First Electronic Edition: April 2018
eISBN-13: 978-15161-0520-5
eISBN-10: 1-5161-0520-6
First Print Edition: April 2018
ISBN-13: 978-1-5161-0523-6
ISBN-10: 1-5161-0523-0
Printed in the United States of America
Dedication
To my firstborn, Joshua Evan. Thanks for all the encouragement and LOVE.
XO, Mommy
And this was the reason that, long ago,
In this kingdom by the sea,
A wind blew out of a cloud, chilling
My beautiful Annabel Lee;
So that her highborn kinsmen came
And bore her away from me,
To shut her up in a sepulchre
In this kingdom by the sea.
—Edgar Allan Poe
Chapter 1
“I curse you, Barnabas! May your undeath haunt you through all eternity. I’d rather die a mortal than live year to year preying on innocent blood, watching those I love buried in hallowed ground. You will not take me with you!” She jerked the knife toward her chest and fell to the floor.

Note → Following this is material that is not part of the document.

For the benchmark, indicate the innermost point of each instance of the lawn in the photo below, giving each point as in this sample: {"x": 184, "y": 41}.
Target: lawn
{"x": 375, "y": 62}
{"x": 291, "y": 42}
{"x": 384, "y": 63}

After a few beats, Aunt Amelia opened her eyes, cracked a smile, then pulled herself up with the help of a sturdy piano bench. For a minute, Liz feared her eighty-year-old great-aunt had fractured a hip.
“Bravo! Bravo!” Barnacle Bob called out.
Liz applauded. Her great-aunt performed a deep bow, the tip of her bright red I Dream of Jeannie ponytail grazing the threadbare Persian carpet. When she stood, her sea-green eyes gleamed under black liner that extended from the corners of her eyes in true sixties style. “Enough theatrics,” Aunt Amelia said, adding a schoolgirl giggle. “I must talk to Pierre about dinner.” She wrapped a neon-pink scarf around her neck, kissed Liz on the top of the head, and exited the music room.
Amelia Eden Holt, Liz’s favorite—and only—great-aunt, had starred in three seasons of the 1960s vampire-themed television soap drama, Dark Shadows. “Starred” might be an exaggeration, because she’d only had a small part as a Collinwood maid. However, that was what Liz loved about her paternal great-aunt; she was bigger than life and more colorful than the tail feathers on Barnacle Bob, Aunt Amelia’s thirty-year-old macaw.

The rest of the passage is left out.